- Born: 14 April 1939 (age 87) Larne, County Antrim, Northern Ireland
- Occupation: Actress
- Years active: 1973–present
- Notable work: Shameless

= Valerie Lilley =

Irish actress (born 1939)

Valerie Lilley (born 14 April 1939) is a Northern Irish actress who has played many television roles on dramas such as Doctors and Grange Hill. Lilley most recently appeared in BBC1's Casualty as Daisy Fennings. Prior to that, she starred in Channel 4's comedy drama Shameless portraying Patty Croker (2010–2012).
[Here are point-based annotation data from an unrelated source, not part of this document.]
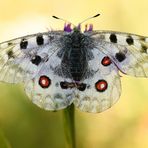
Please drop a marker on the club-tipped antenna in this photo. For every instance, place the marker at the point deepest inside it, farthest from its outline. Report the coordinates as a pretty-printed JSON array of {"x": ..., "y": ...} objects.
[
  {"x": 90, "y": 18},
  {"x": 58, "y": 18}
]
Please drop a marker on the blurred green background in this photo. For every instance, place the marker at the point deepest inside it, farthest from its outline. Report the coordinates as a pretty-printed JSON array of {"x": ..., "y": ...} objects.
[{"x": 24, "y": 125}]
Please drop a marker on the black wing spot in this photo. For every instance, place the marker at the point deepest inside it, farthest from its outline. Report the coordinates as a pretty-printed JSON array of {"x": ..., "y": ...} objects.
[
  {"x": 120, "y": 56},
  {"x": 40, "y": 40},
  {"x": 113, "y": 38},
  {"x": 36, "y": 60},
  {"x": 130, "y": 40},
  {"x": 82, "y": 87},
  {"x": 144, "y": 48},
  {"x": 106, "y": 61},
  {"x": 10, "y": 54},
  {"x": 23, "y": 44}
]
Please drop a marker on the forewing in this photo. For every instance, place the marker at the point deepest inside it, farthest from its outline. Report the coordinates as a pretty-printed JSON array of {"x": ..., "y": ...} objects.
[
  {"x": 129, "y": 52},
  {"x": 45, "y": 89},
  {"x": 102, "y": 88},
  {"x": 22, "y": 58}
]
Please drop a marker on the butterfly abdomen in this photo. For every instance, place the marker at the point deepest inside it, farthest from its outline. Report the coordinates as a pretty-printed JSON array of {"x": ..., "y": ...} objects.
[
  {"x": 75, "y": 56},
  {"x": 77, "y": 63}
]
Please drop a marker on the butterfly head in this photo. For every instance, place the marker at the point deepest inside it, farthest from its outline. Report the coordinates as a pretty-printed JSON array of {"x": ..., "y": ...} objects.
[{"x": 67, "y": 28}]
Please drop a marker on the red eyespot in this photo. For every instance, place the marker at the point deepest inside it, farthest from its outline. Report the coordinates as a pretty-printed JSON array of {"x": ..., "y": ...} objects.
[
  {"x": 101, "y": 85},
  {"x": 44, "y": 81},
  {"x": 106, "y": 61}
]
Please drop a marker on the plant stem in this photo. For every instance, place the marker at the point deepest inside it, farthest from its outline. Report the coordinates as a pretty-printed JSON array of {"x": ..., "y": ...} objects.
[{"x": 69, "y": 126}]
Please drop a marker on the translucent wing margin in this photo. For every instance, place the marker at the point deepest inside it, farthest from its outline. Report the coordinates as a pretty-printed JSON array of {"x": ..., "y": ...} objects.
[{"x": 129, "y": 52}]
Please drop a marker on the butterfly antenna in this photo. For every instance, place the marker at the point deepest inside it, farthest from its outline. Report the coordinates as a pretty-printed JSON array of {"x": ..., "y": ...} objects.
[
  {"x": 58, "y": 18},
  {"x": 90, "y": 18}
]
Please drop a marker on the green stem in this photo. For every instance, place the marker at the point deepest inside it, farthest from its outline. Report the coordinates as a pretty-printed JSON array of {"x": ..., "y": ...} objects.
[{"x": 69, "y": 126}]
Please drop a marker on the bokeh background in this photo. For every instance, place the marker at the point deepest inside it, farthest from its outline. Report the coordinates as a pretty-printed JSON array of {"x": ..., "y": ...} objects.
[{"x": 24, "y": 125}]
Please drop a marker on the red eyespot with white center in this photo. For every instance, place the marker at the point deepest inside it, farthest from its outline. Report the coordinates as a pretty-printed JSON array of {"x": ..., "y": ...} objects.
[
  {"x": 106, "y": 61},
  {"x": 44, "y": 81},
  {"x": 101, "y": 85}
]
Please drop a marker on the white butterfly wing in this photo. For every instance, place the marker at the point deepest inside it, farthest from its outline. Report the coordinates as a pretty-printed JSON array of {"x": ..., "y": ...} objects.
[
  {"x": 22, "y": 58},
  {"x": 45, "y": 90},
  {"x": 127, "y": 51},
  {"x": 103, "y": 87}
]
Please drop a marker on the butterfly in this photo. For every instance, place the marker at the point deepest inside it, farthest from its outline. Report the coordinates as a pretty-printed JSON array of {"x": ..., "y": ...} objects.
[{"x": 59, "y": 68}]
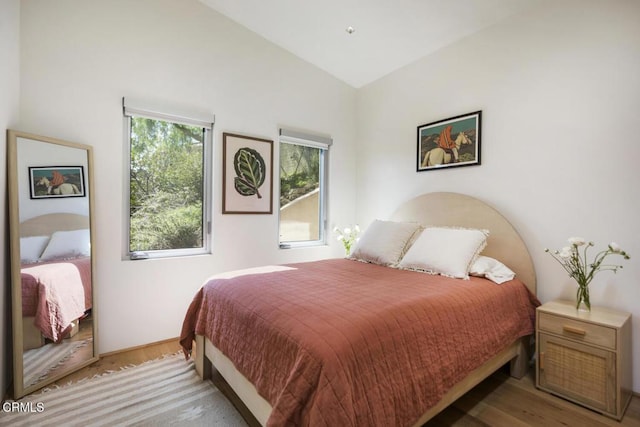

She also appeared briefly in a stretch on the Catherine Tate Show

Lilley trained with Joan Littlewood's Arts Workshop in London during the early sixties and received an early boost, which included appearing alongside Stephen Rea. She spent many years as a stage actress throughout the UK. In 1982, she took a minor role in another local television play, Stewart Parker's Iris in the Traffic, Ruby in the Rain, starring Frances Tomelty. Also in 1982, Lilley appeared in two other televised plays, Potato Head Blues and the troubles rooted Billy Boy with James Ellis. Lilley was also a regular in ITV's ill-fated Albion Market.

She was born in Larne in 1939, the daughter of James and Margaret Lilley and lived at Oakdene, Inver, attending St. Mary's Primary School and then St. Dominic's High School in Belfast, before the family relocated to Ramsbottom, Greater Manchester in England.